Environment details (please complete the following information):

+-----------------------------------------------------------------------------+ | NVIDIA-SMI 450.51.06 Driver Version: 450.51.06 CUDA Version: 11.0 | |-------------------------------+----------------------+----------------------+ | GPU Name Persistence-M| Bus-Id Disp.A | Volatile Uncorr. ECC | | Fan Temp Perf Pwr:Usage/Cap| Memory-Usage | GPU-Util Compute M. | | | | MIG M. | |===============================+======================+======================| | 0 GeForce GTX 108... On | 00000000:02:00.0 On | N/A | | 23% 38C P8 17W / 250W | 650MiB / 11178MiB | 18% Default | | | | N/A | +-------------------------------+----------------------+----------------------+ | 1 GeForce GTX 108... On | 00000000:81:00.0 Off | N/A | | 20% 44C P8 10W / 250W | 2MiB / 11178MiB | 0% Default | | | | N/A | +-------------------------------+----------------------+----------------------+

conda-list.txt

viclafargue commented 3 years ago

Thank you for opening the issue. The MNMG KNN Classifier & Regressor models are known to have bugs in 0.15. These should hopefully be fixed thanks to the comprehensive bug fix #2844 that will be shipped in the 0.16 release. Would be interesting to check that everything works fine with 0.16 binaries available from rapidsai-nightly channel though.

pseudotensor commented 3 years ago

Hi @viclafargue , thanks.

What is the release strategy for RAPIDS? Bugs will never be fixed in prior versions? The problem with such a strategy is that new features in new releases may cause new bugs overall and break things, so it might be safer to fix minor bugs in the prior release so RAPIDS is a stable platform. So it might leave RAPIDS in an always unstable state.

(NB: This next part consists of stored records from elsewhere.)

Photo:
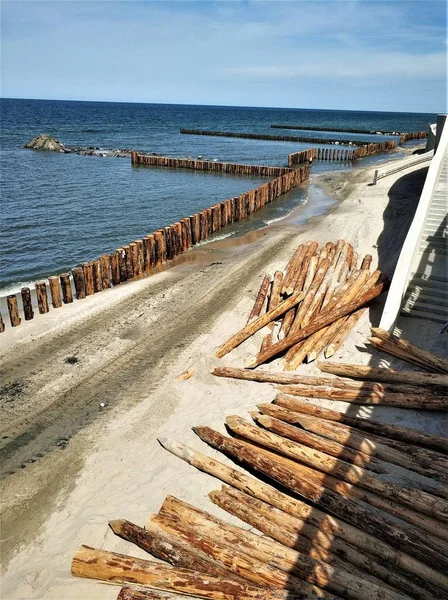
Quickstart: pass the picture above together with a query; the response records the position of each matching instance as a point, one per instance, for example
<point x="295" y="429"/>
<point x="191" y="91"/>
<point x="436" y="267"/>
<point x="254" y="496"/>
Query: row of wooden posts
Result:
<point x="404" y="136"/>
<point x="340" y="154"/>
<point x="148" y="254"/>
<point x="275" y="138"/>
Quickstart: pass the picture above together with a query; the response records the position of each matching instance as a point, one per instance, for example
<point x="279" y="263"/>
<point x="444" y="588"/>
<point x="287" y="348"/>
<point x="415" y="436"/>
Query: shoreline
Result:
<point x="130" y="350"/>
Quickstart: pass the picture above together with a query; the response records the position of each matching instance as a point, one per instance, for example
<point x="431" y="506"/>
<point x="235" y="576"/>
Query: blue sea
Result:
<point x="62" y="209"/>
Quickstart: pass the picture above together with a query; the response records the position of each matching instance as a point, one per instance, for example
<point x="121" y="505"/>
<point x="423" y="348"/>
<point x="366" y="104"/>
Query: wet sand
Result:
<point x="71" y="465"/>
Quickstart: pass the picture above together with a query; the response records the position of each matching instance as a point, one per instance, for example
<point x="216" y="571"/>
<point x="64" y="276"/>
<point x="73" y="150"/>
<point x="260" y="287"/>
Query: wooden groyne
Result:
<point x="339" y="154"/>
<point x="207" y="165"/>
<point x="148" y="254"/>
<point x="274" y="138"/>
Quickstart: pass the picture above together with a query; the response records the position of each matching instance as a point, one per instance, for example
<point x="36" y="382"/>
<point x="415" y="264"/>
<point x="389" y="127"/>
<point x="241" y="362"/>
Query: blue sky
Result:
<point x="361" y="54"/>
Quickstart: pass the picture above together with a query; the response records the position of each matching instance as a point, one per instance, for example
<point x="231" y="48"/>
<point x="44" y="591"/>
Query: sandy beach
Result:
<point x="72" y="465"/>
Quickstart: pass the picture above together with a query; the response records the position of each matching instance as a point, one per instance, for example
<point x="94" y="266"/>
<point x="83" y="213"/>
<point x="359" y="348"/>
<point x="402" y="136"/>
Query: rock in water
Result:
<point x="45" y="142"/>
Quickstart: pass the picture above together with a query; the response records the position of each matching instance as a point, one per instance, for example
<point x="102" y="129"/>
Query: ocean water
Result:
<point x="59" y="210"/>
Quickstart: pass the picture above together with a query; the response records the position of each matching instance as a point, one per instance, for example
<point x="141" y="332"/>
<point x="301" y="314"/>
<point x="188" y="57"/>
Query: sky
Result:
<point x="358" y="55"/>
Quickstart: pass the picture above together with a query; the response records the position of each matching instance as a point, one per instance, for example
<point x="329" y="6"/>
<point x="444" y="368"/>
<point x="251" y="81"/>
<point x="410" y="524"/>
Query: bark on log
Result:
<point x="295" y="563"/>
<point x="330" y="526"/>
<point x="394" y="432"/>
<point x="260" y="300"/>
<point x="42" y="298"/>
<point x="55" y="292"/>
<point x="78" y="280"/>
<point x="240" y="564"/>
<point x="295" y="533"/>
<point x="408" y="351"/>
<point x="416" y="499"/>
<point x="27" y="304"/>
<point x="105" y="271"/>
<point x="325" y="318"/>
<point x="386" y="375"/>
<point x="13" y="310"/>
<point x="87" y="269"/>
<point x="119" y="568"/>
<point x="66" y="286"/>
<point x="168" y="547"/>
<point x="409" y="540"/>
<point x="258" y="324"/>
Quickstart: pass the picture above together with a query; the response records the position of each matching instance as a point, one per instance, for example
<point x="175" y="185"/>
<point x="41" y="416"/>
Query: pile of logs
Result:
<point x="357" y="515"/>
<point x="311" y="306"/>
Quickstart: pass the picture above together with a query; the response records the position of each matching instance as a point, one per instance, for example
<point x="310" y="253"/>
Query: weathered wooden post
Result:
<point x="42" y="298"/>
<point x="105" y="271"/>
<point x="27" y="304"/>
<point x="13" y="310"/>
<point x="78" y="280"/>
<point x="87" y="269"/>
<point x="55" y="292"/>
<point x="66" y="286"/>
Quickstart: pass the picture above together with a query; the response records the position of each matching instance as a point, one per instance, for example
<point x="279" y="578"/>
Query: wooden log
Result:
<point x="168" y="547"/>
<point x="324" y="444"/>
<point x="386" y="375"/>
<point x="346" y="436"/>
<point x="292" y="532"/>
<point x="389" y="432"/>
<point x="13" y="310"/>
<point x="27" y="304"/>
<point x="408" y="351"/>
<point x="419" y="500"/>
<point x="330" y="526"/>
<point x="292" y="558"/>
<point x="66" y="286"/>
<point x="325" y="318"/>
<point x="105" y="271"/>
<point x="119" y="568"/>
<point x="258" y="324"/>
<point x="410" y="539"/>
<point x="241" y="564"/>
<point x="78" y="280"/>
<point x="42" y="298"/>
<point x="260" y="299"/>
<point x="88" y="278"/>
<point x="399" y="400"/>
<point x="55" y="292"/>
<point x="121" y="254"/>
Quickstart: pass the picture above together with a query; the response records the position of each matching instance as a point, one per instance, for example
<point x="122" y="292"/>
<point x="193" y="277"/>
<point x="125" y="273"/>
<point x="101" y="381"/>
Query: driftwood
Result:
<point x="407" y="351"/>
<point x="390" y="432"/>
<point x="410" y="539"/>
<point x="260" y="300"/>
<point x="330" y="526"/>
<point x="325" y="318"/>
<point x="368" y="448"/>
<point x="119" y="568"/>
<point x="291" y="531"/>
<point x="258" y="324"/>
<point x="416" y="499"/>
<point x="386" y="375"/>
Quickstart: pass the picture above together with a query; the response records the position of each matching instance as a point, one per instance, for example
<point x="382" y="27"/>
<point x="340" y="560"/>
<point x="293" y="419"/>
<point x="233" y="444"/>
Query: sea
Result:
<point x="59" y="210"/>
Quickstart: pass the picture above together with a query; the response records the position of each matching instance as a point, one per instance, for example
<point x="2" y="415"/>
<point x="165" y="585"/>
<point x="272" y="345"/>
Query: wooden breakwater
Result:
<point x="148" y="255"/>
<point x="339" y="154"/>
<point x="274" y="138"/>
<point x="207" y="165"/>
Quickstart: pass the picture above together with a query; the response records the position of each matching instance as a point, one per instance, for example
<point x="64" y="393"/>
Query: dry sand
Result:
<point x="74" y="465"/>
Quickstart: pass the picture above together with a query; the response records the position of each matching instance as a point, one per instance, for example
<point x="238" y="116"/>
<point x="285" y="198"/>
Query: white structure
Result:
<point x="420" y="282"/>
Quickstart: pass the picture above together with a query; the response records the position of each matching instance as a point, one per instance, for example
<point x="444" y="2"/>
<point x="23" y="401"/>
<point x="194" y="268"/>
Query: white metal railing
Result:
<point x="404" y="164"/>
<point x="411" y="244"/>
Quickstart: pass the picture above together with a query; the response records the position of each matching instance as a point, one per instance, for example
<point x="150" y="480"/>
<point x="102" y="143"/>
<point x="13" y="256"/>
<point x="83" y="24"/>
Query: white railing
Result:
<point x="411" y="244"/>
<point x="404" y="164"/>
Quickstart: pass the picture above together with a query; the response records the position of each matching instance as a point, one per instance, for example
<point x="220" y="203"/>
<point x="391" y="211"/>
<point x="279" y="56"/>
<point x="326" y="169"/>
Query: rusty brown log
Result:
<point x="258" y="324"/>
<point x="42" y="298"/>
<point x="27" y="304"/>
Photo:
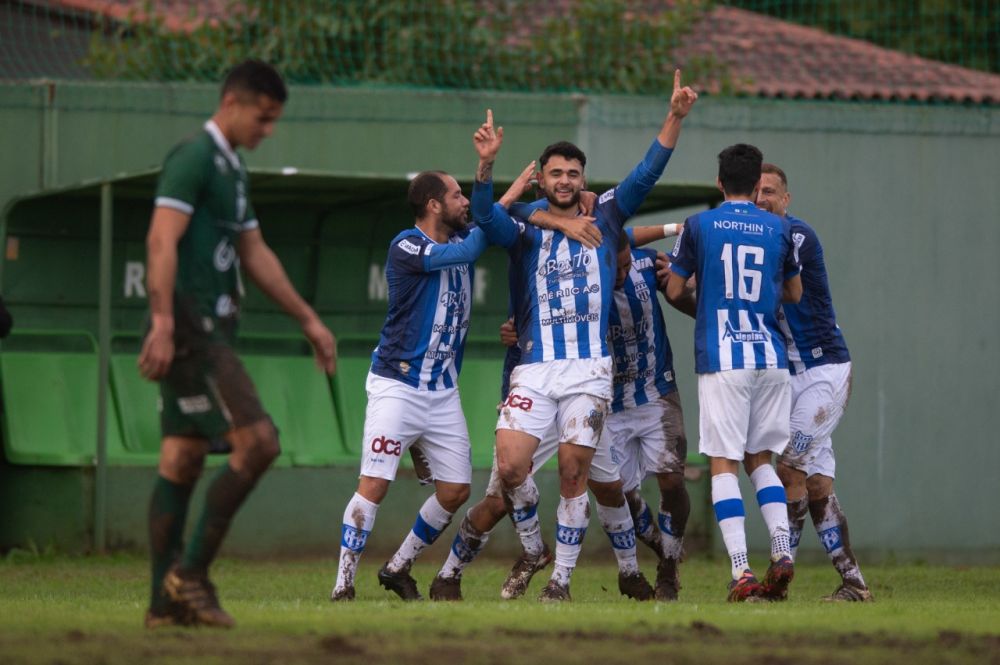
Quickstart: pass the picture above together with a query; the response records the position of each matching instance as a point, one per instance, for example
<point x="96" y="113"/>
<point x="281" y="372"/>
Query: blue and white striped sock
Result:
<point x="359" y="517"/>
<point x="772" y="502"/>
<point x="617" y="523"/>
<point x="572" y="517"/>
<point x="431" y="521"/>
<point x="729" y="513"/>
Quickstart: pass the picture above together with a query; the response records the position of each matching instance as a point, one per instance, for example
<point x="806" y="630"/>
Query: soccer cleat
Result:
<point x="520" y="575"/>
<point x="667" y="580"/>
<point x="401" y="583"/>
<point x="635" y="586"/>
<point x="195" y="595"/>
<point x="745" y="589"/>
<point x="173" y="615"/>
<point x="554" y="593"/>
<point x="779" y="575"/>
<point x="850" y="593"/>
<point x="446" y="588"/>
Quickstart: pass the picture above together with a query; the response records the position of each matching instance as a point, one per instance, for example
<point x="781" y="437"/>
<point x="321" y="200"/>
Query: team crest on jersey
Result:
<point x="744" y="336"/>
<point x="800" y="441"/>
<point x="224" y="255"/>
<point x="642" y="291"/>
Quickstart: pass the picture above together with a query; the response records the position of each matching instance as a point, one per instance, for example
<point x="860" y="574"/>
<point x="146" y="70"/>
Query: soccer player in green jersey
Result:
<point x="203" y="229"/>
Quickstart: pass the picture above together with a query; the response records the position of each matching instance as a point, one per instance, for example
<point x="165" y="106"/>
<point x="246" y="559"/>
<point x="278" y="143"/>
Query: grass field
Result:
<point x="89" y="610"/>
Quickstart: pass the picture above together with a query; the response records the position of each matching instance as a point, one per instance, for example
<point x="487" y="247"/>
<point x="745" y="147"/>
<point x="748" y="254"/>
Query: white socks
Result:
<point x="359" y="516"/>
<point x="729" y="513"/>
<point x="771" y="498"/>
<point x="431" y="521"/>
<point x="572" y="517"/>
<point x="617" y="523"/>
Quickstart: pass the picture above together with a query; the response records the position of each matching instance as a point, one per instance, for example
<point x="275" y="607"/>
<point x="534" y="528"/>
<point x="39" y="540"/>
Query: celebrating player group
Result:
<point x="588" y="376"/>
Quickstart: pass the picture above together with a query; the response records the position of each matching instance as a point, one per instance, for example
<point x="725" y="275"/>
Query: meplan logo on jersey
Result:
<point x="383" y="444"/>
<point x="453" y="300"/>
<point x="744" y="336"/>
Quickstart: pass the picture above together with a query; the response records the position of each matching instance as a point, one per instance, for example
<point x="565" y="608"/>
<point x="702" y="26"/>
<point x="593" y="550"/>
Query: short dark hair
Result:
<point x="739" y="168"/>
<point x="426" y="187"/>
<point x="774" y="170"/>
<point x="258" y="78"/>
<point x="563" y="149"/>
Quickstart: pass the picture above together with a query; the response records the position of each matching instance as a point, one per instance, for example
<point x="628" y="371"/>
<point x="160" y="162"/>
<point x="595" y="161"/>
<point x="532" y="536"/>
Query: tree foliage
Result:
<point x="586" y="45"/>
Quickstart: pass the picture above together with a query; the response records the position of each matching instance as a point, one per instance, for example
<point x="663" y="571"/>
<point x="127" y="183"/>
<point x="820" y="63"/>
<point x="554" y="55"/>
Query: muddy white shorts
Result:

i.e. some kind of LTSness at a basic level would be good, so some particular version is stable without clear failures.

viclafargue commented 3 years ago

That's a good point. It might indeed be interesting to apply patches and have long term support for specific versions every few release cycles. Especially for people/companies looking for stability to host their services that make use of RAPIDS software. I don't know if RAPIDS is willing to put a lot of efforts on this as it is still in growth phase though. Tagging @JohnZed

github-actions[bot] commented 3 years ago

This issue has been marked rotten due to no recent activity in the past 90d. Please close this issue if no further response or action is needed. Otherwise, please respond with a comment indicating any updates or changes to the original issue and/or confirm this issue still needs to be addressed.